The NYTimes Platform for Anti-Netanyahu Opponents : Yisrael Medad

http://www.israelnationalnews.com/Blogs/Message.aspx/8611#.V0QV6BHNWUl

Ronen Bergman of Yedioth Ahronot, not a paper favorably disposed to Israel’s Prime Minister Binyamin Netanyahu, was provided a platform of op-ed space to comment on recent political and military developments in Israel.  In his May 21 piece, entitled “Israel’s Army Goes to War with Its Politicians“, a theme most Americans would presume to be a non-democratic step, Bergman justifies the situation by painting Netanyahu and friends as basically the facsists in the matter.

I am not going to fisk the entire article and for most of you who read my blogs, you can easily figure out most of it yourselves.  Let me zero in on one example.

Here’s what Bergman wrote:

IN most countries, the political class supervises the defense establishment and restrains its leaders from violating human rights or pursuing dangerous, aggressive policies. In Israel, the opposite is happening. Here, politicians blatantly trample the state’s values and laws and seek belligerent solutions, while the chiefs of the Israel Defense Forces and the heads of the intelligence agencies try to calm and restrain them.

None of this happened.

In fact, the opposite.  It was the army brass, headed by the Minister of Defense, who were trampling values and laws and stirring up passions.

Minister Ya’alon and Commander in Chief Gadi Eizenkot illegally prejudged any in-house military investigation and trial in their public declarations. Deputy IDF Commander Yair Golan factually erred in the content of his speech and blatantly lied when he explained he didn’t say what he most certainly did say.

I am not even going to point out that, for the most part, Ya’alon has not been that successful in protecting Israel’s security – and I do not receive Netanyahu of his shared responsibility for this.  But the subject is does the IDF have to interfere in the running of the civilian affairs of the country.

Here is Bergman again:

This latest round of this conflict began on March 24: Elor Azariah, a sergeant in the I.D.F., shot and killed a Palestinian assailant…right-wing politicians backed Sergeant Azariah. “I.D.F. soldiers, our children, stand before murderous attacks by terrorists who come to kill them,” the prime minister said. “They have to make decisions in real time.” Mr. Lieberman, then still the leader of a small far-right oppo‎sition party, turned up in military court to support the soldier. Mr. Netanyahu also called the soldier’s father to offer support.

That emphasized sentence is misleading.

Netanyahu made it clear to the parents in his call that the judicial process had to go through.  In his first reaction, he said:

“The IDF is a moral army that does not execute people…I trust the IDF will conduct a thorough, responsible and fair investigation, as it does always.”

In that phone call a few days later, he said:

The soldiers are forced to make decisions in the field, in real time, under stress and conditions of uncertainty.
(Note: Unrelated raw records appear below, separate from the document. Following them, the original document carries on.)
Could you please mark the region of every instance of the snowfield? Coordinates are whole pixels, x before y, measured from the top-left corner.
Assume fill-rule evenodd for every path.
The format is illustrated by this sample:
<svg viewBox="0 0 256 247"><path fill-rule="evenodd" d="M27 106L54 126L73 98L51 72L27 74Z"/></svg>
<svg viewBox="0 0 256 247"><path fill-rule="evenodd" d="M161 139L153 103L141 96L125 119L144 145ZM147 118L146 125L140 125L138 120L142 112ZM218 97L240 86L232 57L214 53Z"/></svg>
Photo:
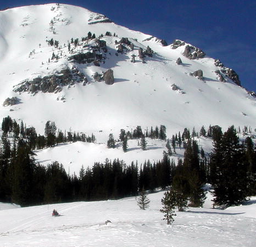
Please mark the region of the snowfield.
<svg viewBox="0 0 256 247"><path fill-rule="evenodd" d="M110 133L117 139L121 128L131 131L137 125L144 130L164 125L169 138L185 127L192 131L194 126L199 131L202 125L208 128L210 124L219 125L224 130L232 125L241 129L244 125L256 128L255 98L227 77L227 82L219 81L215 71L220 68L214 65L214 59L206 56L190 60L182 55L186 46L173 49L170 45L163 47L155 37L113 23L90 24L98 18L101 20L100 16L67 4L0 12L1 118L9 115L18 121L23 120L27 127L35 127L40 134L47 121L55 121L63 131L84 132L90 136L93 132L99 143L105 143ZM89 31L97 37L107 31L118 36L101 38L107 42L108 52L103 54L106 58L100 66L68 59L71 55L68 41L78 38L81 42ZM116 55L115 42L122 37L129 38L134 50ZM48 45L46 41L51 38L59 41L58 48ZM88 51L84 44L77 48L71 45L74 54ZM146 57L143 64L138 50L145 50L148 46L154 53L152 58ZM59 59L51 60L53 53ZM131 63L132 55L136 56L135 63ZM182 61L180 65L176 64L179 57ZM55 74L73 66L84 73L90 83L63 86L56 93L38 92L34 95L13 91L24 80ZM108 69L114 71L113 85L93 78L96 72ZM203 72L203 80L190 75L199 69ZM172 90L173 84L180 89ZM2 105L5 99L13 97L19 99L20 103ZM57 100L62 97L64 100ZM104 134L98 134L99 131Z"/></svg>
<svg viewBox="0 0 256 247"><path fill-rule="evenodd" d="M212 148L212 139L200 137L196 138L198 143L199 150L203 147L205 155L210 153ZM124 153L123 150L122 143L118 143L116 148L108 148L105 143L92 143L77 142L73 143L60 144L54 148L48 148L34 151L36 154L35 156L36 163L47 165L57 161L63 165L66 172L70 175L79 175L79 171L82 167L86 169L88 166L92 167L95 162L104 163L105 159L112 161L114 159L123 160L127 165L131 165L133 161L135 164L137 161L138 168L144 162L149 160L152 164L163 159L163 152L166 151L165 147L166 142L146 138L147 148L146 150L142 150L138 146L140 139L128 141L128 149ZM106 139L106 142L107 142ZM173 149L172 148L173 151ZM183 158L184 148L176 148L176 154L170 157L177 164L178 158Z"/></svg>
<svg viewBox="0 0 256 247"><path fill-rule="evenodd" d="M0 245L255 246L255 197L244 205L225 210L210 208L207 200L203 208L177 212L172 225L168 226L159 212L163 193L149 194L150 207L144 211L135 197L3 210ZM62 216L52 217L53 209Z"/></svg>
This is not a simple reality and I’m sure that the investigation is taking the entirety of these circumstances into account. I am convinced that the investigation will be professional and fair towards your son. I trust the IDF, the Chief of Staff and the investigation 100% and I think that you too should trust the commanders and the investigation.

Perhaps Netanyahu realized that some of the Army brass was willing to sacrifice one soldier, who was caught up in an irregular situation, in order to clear their name for future war crimes investigations would would put themselves, the senior commanders, on trial. Elior Azariah may not have acted exactly as he should, one could argue, but the IDF higher-ups realized it were their careers that could not be targeted.

That is why, perhaps, Bogi Ya’alon insisted on defining him as guilty before any investigation.

Getting back to Bergman. He writes:

What would the army and intelligence chiefs do if the new minister issued instructions not to prosecute people who committed crimes like Elor Azariah’s in Hebron? Or if Mr. Lieberman demands, as he has done in the past, that Israel assassinate Hamas leaders

Oh, please. Israel hasn’t done this before? In Norway. in Paris? Under Golda Meir and Shimon Peres?  Bergman is hoping we can’t remember and worse, he is playing to old Palmah game: ‘sure we kill Arabs even worse than the Irgun does but we’re more moral and our weapons are purer‘.

Yes, there is a danger and its from not only some army people but the media that covers for them.